Afgelopen weekend bereikte ik een soort rustpunt. Het was na de open dag van de universiteit Utrecht (niet erg vernieuwend, hopelijk wel mijn laatste open dag want ik vind het na die vier zaterdagen helemaal mooi geweest) dat ik met mijn vader op de bank van mijn opa en oma belandde aangezien zij een nachtje weg waren en er iemand op de katten, kippen en konijnen moest passen. Op een andere bank in een ander huis heb ik altijd een stuk minder te doen dan thuis en dus heb ik vooral de hoek van de hoekbank in beslag genomen terwijl ik mijn maatschappijleersamenvatting afmaakte en meekeek naar de typische zaterdagavondprogramma’s. Voor de ochtend gold ongeveer hetzelfde: ik had eigenlijk helemaal niet zoveel alternatieve bezigheden naast nog even in bed blijven liggen en dus was dat wat ik deed, het eerste uur van mijn zondag onder de dekens spenderen met het weekoverzicht van Blendle. Toen ik er om half tien toch uitrolde en geen enkele kat behoefte leek te hebben aan een knuffelsessie reed ik, in mijn snel aangeschoten broek en trui en ontzettende ochtendhoofd, met mijn vader weer terug naar huis.

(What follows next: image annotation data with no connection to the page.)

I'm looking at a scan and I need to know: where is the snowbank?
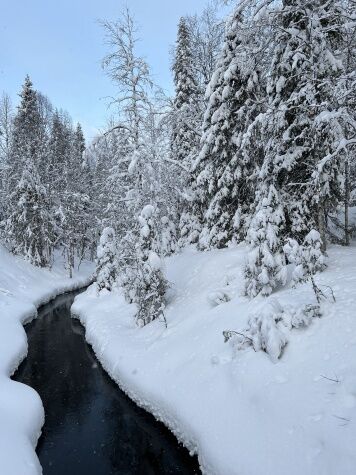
[72,246,356,475]
[0,246,93,475]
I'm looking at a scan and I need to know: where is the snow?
[0,246,93,475]
[72,244,356,475]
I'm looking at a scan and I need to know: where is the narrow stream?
[13,293,200,475]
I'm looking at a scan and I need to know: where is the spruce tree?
[5,158,53,267]
[170,17,203,246]
[197,9,261,249]
[96,228,118,292]
[5,76,53,266]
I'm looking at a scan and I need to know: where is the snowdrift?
[0,246,93,475]
[72,245,356,475]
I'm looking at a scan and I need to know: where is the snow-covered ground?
[72,243,356,475]
[0,246,93,475]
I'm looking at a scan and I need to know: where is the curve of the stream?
[13,292,200,475]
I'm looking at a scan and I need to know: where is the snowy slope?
[72,243,356,475]
[0,246,93,475]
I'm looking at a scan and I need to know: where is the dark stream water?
[13,293,200,475]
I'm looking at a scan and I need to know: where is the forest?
[0,0,356,475]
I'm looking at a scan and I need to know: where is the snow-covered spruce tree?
[186,3,225,92]
[285,229,325,284]
[5,76,53,266]
[96,228,118,292]
[0,93,14,222]
[284,229,328,304]
[171,17,200,169]
[170,17,203,246]
[245,177,287,297]
[5,158,53,267]
[262,0,345,251]
[196,9,261,249]
[130,205,168,327]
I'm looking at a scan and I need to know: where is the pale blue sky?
[0,0,222,139]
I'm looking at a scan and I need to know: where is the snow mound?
[72,246,356,475]
[0,246,93,475]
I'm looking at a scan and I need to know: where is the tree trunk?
[344,158,350,246]
[318,201,326,254]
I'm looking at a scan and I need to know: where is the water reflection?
[14,293,200,475]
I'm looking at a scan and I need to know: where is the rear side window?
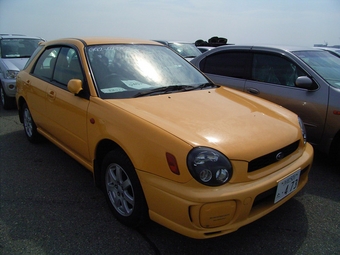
[252,53,307,87]
[200,52,249,78]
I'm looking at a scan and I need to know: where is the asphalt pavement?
[0,109,340,255]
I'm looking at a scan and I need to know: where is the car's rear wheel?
[102,150,148,227]
[22,103,40,143]
[0,85,15,110]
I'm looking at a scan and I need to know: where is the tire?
[0,85,15,110]
[21,103,41,143]
[101,150,148,228]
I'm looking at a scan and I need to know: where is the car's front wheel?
[102,150,148,227]
[22,103,40,143]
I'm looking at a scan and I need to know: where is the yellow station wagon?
[16,38,313,239]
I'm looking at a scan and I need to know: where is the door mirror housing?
[67,79,83,95]
[295,76,314,89]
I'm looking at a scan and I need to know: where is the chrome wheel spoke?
[106,164,135,216]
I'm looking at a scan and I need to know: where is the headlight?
[6,70,19,79]
[298,117,307,144]
[187,147,233,186]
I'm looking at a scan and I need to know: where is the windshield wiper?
[134,82,219,97]
[134,85,192,97]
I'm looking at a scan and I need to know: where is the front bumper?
[137,143,313,239]
[1,79,16,97]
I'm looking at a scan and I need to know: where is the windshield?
[294,51,340,88]
[87,45,209,99]
[169,43,201,58]
[0,38,42,58]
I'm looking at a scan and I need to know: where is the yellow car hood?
[109,87,300,160]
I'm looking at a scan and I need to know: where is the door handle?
[246,88,260,95]
[47,90,56,100]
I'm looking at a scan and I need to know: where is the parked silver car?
[191,45,340,158]
[0,34,43,109]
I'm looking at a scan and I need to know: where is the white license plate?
[274,170,301,203]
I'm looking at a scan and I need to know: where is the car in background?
[16,38,313,238]
[196,46,215,53]
[317,47,340,57]
[154,40,201,61]
[191,45,340,159]
[0,34,43,109]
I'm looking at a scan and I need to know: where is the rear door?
[245,52,328,143]
[46,47,89,160]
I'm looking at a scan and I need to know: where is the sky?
[0,0,340,46]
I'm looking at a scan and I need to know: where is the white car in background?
[0,34,44,109]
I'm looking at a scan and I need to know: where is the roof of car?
[210,44,318,52]
[153,40,194,45]
[41,37,160,45]
[0,34,43,40]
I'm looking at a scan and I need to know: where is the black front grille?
[248,140,300,173]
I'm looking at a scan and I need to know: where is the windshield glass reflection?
[87,45,208,98]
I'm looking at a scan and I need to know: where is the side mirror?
[67,79,83,95]
[295,76,314,89]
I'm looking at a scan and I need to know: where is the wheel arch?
[93,139,126,188]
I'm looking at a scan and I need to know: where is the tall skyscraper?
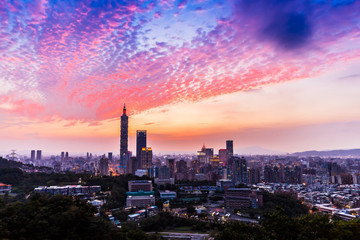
[136,130,146,168]
[219,149,227,166]
[99,155,109,176]
[36,150,41,160]
[31,150,35,162]
[126,157,139,175]
[232,157,248,184]
[167,158,175,178]
[120,104,129,172]
[141,147,152,169]
[226,140,234,158]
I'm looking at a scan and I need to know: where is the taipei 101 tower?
[119,103,129,173]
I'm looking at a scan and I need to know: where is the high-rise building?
[197,145,210,164]
[159,166,170,179]
[210,156,220,167]
[141,147,152,169]
[126,157,139,175]
[205,148,214,164]
[248,168,260,184]
[167,158,175,178]
[99,155,109,176]
[232,157,248,184]
[36,150,41,161]
[226,140,234,158]
[31,150,35,162]
[136,130,146,167]
[219,149,227,166]
[120,104,129,171]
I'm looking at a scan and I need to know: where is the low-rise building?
[225,188,263,209]
[0,183,11,194]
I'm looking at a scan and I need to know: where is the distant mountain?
[291,149,360,157]
[235,146,286,155]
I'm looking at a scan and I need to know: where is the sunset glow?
[0,0,360,153]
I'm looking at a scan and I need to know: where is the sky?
[0,0,360,157]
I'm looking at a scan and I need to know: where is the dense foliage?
[0,194,163,240]
[216,211,360,240]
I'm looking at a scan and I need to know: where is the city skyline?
[0,0,360,155]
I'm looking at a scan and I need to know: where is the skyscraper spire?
[120,103,129,172]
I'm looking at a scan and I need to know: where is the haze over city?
[0,0,360,153]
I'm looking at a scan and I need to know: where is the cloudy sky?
[0,0,360,156]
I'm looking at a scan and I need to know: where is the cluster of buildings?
[34,185,101,196]
[126,180,155,207]
[6,105,360,222]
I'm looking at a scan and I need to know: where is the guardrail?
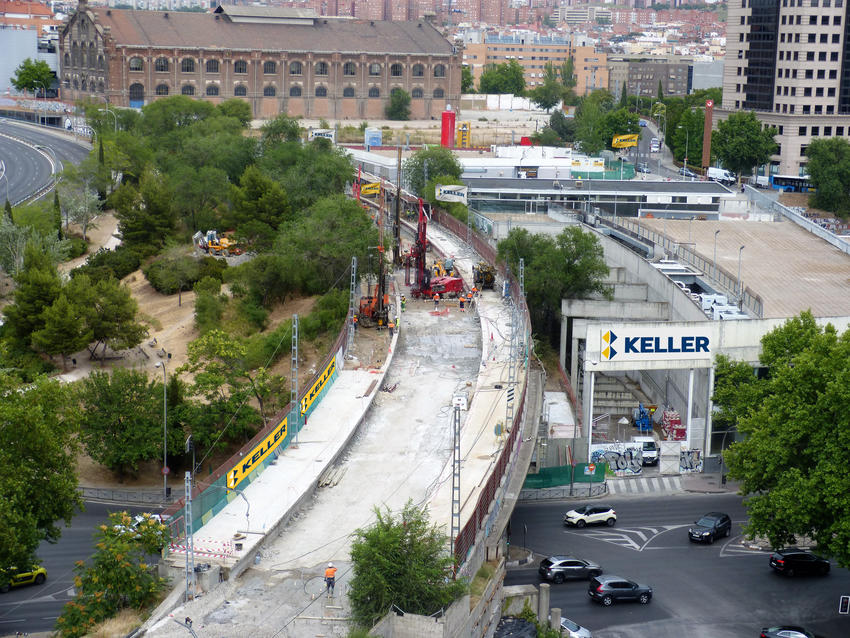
[744,186,850,254]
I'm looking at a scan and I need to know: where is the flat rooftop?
[639,218,850,318]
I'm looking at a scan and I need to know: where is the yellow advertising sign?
[301,357,336,416]
[227,417,287,489]
[360,182,381,197]
[611,133,640,148]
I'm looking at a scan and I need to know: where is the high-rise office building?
[714,0,850,175]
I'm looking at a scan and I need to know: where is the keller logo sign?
[600,327,711,361]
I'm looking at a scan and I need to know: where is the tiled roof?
[88,7,452,55]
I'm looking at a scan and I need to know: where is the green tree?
[32,293,93,370]
[478,60,525,95]
[498,226,609,345]
[699,111,778,179]
[56,512,169,638]
[404,146,463,195]
[460,64,475,93]
[0,372,83,570]
[386,88,410,120]
[806,137,850,218]
[9,58,54,95]
[715,312,850,567]
[348,501,466,628]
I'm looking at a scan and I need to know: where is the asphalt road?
[505,494,850,638]
[0,503,147,636]
[0,119,89,203]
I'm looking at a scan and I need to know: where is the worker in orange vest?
[325,563,336,596]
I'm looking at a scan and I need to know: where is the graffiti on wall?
[590,443,643,476]
[679,450,702,474]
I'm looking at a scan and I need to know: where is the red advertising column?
[440,107,455,148]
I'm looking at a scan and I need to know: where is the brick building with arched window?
[59,0,461,119]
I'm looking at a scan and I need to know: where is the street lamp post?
[154,361,168,501]
[712,228,720,281]
[738,246,745,302]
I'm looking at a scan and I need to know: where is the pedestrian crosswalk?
[606,476,682,494]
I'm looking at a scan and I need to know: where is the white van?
[632,436,660,465]
[706,166,735,184]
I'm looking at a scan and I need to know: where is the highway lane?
[0,119,89,202]
[0,502,154,636]
[505,494,850,638]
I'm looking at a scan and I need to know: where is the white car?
[564,505,617,528]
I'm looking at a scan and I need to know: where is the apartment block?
[714,0,850,175]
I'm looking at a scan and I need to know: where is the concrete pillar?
[549,607,561,629]
[537,583,548,627]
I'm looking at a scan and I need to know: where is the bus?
[770,175,815,193]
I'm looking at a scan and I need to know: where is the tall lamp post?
[738,246,745,304]
[154,361,168,501]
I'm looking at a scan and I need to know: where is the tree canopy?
[348,502,466,628]
[806,137,850,218]
[714,312,850,567]
[708,111,778,176]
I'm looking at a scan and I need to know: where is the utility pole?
[393,145,401,266]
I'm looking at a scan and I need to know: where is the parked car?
[759,625,815,638]
[564,505,617,528]
[0,565,47,594]
[587,574,652,607]
[770,547,829,576]
[688,512,732,543]
[561,618,593,638]
[537,556,602,584]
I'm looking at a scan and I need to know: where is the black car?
[587,575,652,607]
[688,512,732,543]
[537,556,602,584]
[770,547,829,576]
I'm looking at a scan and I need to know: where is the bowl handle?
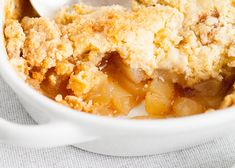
[0,118,96,148]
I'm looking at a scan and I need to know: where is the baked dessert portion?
[4,0,235,118]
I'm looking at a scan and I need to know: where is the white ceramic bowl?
[0,0,235,156]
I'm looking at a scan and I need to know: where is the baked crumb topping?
[4,0,235,116]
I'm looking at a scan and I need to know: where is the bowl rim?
[0,0,235,134]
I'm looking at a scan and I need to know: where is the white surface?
[0,78,235,168]
[30,0,131,18]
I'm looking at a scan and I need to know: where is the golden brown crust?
[4,0,235,117]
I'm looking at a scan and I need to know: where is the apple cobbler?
[4,0,235,118]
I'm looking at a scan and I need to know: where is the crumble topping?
[4,0,235,117]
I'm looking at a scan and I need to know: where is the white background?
[0,78,235,168]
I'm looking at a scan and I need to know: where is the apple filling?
[4,0,235,119]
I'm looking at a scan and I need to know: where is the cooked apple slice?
[173,97,205,117]
[145,79,174,116]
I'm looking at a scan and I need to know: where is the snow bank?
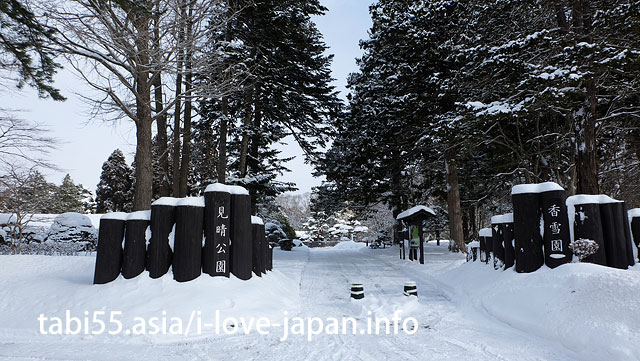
[333,241,367,249]
[511,182,564,195]
[176,197,204,207]
[478,228,493,237]
[396,206,436,219]
[438,262,640,361]
[251,216,264,224]
[100,212,129,221]
[204,183,249,195]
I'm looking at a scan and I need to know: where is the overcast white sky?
[0,0,373,192]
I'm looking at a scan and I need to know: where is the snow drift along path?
[0,243,640,361]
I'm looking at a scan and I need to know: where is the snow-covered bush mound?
[47,212,98,247]
[333,241,367,249]
[264,222,287,243]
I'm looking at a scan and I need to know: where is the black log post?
[258,224,269,274]
[478,228,493,263]
[567,200,607,266]
[202,183,231,277]
[229,186,253,280]
[540,190,573,268]
[172,197,204,282]
[122,211,151,279]
[491,215,504,269]
[147,197,179,278]
[502,218,516,269]
[93,212,127,284]
[511,184,544,273]
[251,216,264,277]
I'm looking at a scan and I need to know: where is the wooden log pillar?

De rest van de zondag bestond uit een goed gesprek met mijn ouders en zus, een verdacht lange douche, Frans woordjes, een kerkdienst en daarna een diner bestaande uit verse pannenkoeken. ’s Avonds hoefde ik een keer niet weg en heb ik nog even twee uur aan mijn PWS gezeten – op de ‘niet zeiken, gewoon doen en beginnen’-manier – waarna ik op de bank plofde voor een aflevering De Ridder met het hele gezin. Het was een heerlijke zondag, zo eentje waarbij de atmosfeer gewoon goed is en je extra tijd aan dingen kan besteden die er doordeweeks nog wel eens bij inschieten, zoals de kerk en familie. Vooral in het najaar vind ik dat heerlijk (en ik droeg toevallig een outfit met een trui én een neplerenjasje eroverheen en dat is in principe zo warm dat het me gelijk deed denken dat het midwinter was), die gezelligheid en ongedwongenheid; vroeger waren zulke zondagen redelijk vanzelfsprekend, maar tegenwoordig moeten we altijd nog wel ergens heen, of zijn we gewoon druk bezig met dingen. Dat was dan ook wat ik me realiseerde toen ik ’s avonds vredig in bed rolde: dit was het soort ultieme ontspanning waar ik de komende week, weken even op moet teren.
Vorig jaar oktober schreef ik dit artikel. Ik weet nog dat ik dat op een zondag deed en dat ik daarna gewoon even voor de camera ging zitten voor een foto van mezelf die ik kon gebruiken als bijbehorend beeldmateriaal. Meer nog weet ik hoe het beeld zo ontzettend aan mijn verwachtingen voldeed, hoe ik tevreden was en ook hoe die twee foto’s zich met het woord ‘zondag’ vervlochten. Het is nu bijna dertien maanden later en ik heb een hele zondagmiddag ‘vrij’, omdat we ’s ochtends een zo door ons genoemde kerkdienstmarathon hielden; onze eigen dienst om 8:45 en daarna een doopdienst van het zusje van ons oppaskindje om 11:30, in plaats van onze eigen middagdienst om 15:15. Ik verwissel de accu van mijn camera, maar als ik in de spiegel kijk weet ik al snel dat mijn oorspronkelijke idee geen strak plan is. De voorste pluk van mijn haar heeft zich een rare vorm eigengemaakt waar ik het allesbehalve mee eens ben en ik heb een hekel aan de babyhaartjes die ik for no reason heb en die altijd extra opvallen als ik mijn haar ’s ochtends niet was. Het is niet de eerste keer dat het me opvalt, maar opeens stoor ik me er extra aan en stap ik onder de douche. Ik zou het allerliefst elke dag beginnen met het wassen van mijn haar: dan heb ik pas écht het idee dat ik aan een frisse dag begin. Water over mijn lichaam, een make-upje en een fijne outfit doen al veel, maar er kan echt niets op tegen ‘nieuw’ haar. Helaas wordt dat er niet veel sterker op als ik dat daadwerkelijk zou doen.